Deliah Arrington

Personal information
- Date of birth: March 5, 1981 (age 44)
- Place of birth: Pawleys Island, South Carolina
- Height: 5 ft 5 in (1.65 m)
- Position(s): Forward

College career
- Years: Team / Apps / (Gls)
- 1999–2002: Clemson Tigers / 85 / (50)

Senior career*
- Years: Team / Apps / (Gls)
- 2003: Philadelphia Charge / 5 / (1)

= Deliah Arrington =

American soccer player

Deliah Arrington is a retired American soccer player who played for the Philadelphia Charge.

==Early life==
Arrington attended West Florence High School before transferring to Waccamaw High School.

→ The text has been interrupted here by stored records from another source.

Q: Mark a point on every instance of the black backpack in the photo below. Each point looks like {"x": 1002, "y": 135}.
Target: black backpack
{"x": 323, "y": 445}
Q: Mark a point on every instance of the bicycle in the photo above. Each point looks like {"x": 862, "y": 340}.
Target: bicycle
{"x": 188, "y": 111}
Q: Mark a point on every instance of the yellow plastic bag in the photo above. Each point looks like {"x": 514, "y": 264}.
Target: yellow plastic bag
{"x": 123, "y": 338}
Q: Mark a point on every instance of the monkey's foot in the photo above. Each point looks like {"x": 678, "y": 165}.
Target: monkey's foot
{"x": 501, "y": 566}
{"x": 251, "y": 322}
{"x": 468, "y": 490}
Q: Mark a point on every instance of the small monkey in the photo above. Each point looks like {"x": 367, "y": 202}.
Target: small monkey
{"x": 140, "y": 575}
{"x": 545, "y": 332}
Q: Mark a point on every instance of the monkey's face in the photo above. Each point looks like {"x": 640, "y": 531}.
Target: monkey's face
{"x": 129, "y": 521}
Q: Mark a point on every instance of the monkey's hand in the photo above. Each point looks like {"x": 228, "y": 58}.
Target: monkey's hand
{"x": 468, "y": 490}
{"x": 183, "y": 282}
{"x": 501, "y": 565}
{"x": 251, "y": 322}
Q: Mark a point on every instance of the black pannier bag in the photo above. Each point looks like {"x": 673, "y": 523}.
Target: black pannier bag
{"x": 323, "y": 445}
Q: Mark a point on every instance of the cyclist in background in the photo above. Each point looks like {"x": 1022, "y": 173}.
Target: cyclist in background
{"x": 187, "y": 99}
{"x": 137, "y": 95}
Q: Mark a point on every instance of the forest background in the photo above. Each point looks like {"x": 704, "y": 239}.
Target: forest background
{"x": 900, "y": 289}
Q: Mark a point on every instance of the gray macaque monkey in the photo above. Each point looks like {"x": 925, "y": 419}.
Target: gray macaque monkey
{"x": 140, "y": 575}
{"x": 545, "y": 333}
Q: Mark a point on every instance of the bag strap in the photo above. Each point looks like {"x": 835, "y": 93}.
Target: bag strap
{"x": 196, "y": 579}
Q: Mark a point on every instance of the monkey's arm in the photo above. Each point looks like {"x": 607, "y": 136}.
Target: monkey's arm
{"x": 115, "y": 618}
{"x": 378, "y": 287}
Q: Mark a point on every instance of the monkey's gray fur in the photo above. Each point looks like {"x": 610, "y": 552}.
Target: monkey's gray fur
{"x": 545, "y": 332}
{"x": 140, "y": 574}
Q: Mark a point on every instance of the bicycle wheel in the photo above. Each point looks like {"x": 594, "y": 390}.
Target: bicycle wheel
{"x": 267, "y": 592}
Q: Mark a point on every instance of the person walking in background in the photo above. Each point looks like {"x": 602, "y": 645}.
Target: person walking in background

Arrington attended Clemson University and played for the school's soccer team, being named Atlantic Coast Conference Player of the Year and an All-American in 2002. She was inducted into the Clemson Hall of Fame in 2012.

==Club career==
Arrington's success in college soccer lead her to be spotted by professional soccer teams in the Women's United Soccer Association. She was the sixth overall pick in the 2003 WUSA Draft by the Philadelphia Charge.

==Personal life==
Arrington's father, Vandell, played college football for Clemson.

After retiring from professional soccer, Arrington become Site Coordinator, Potomac Science Center for the George Mason University.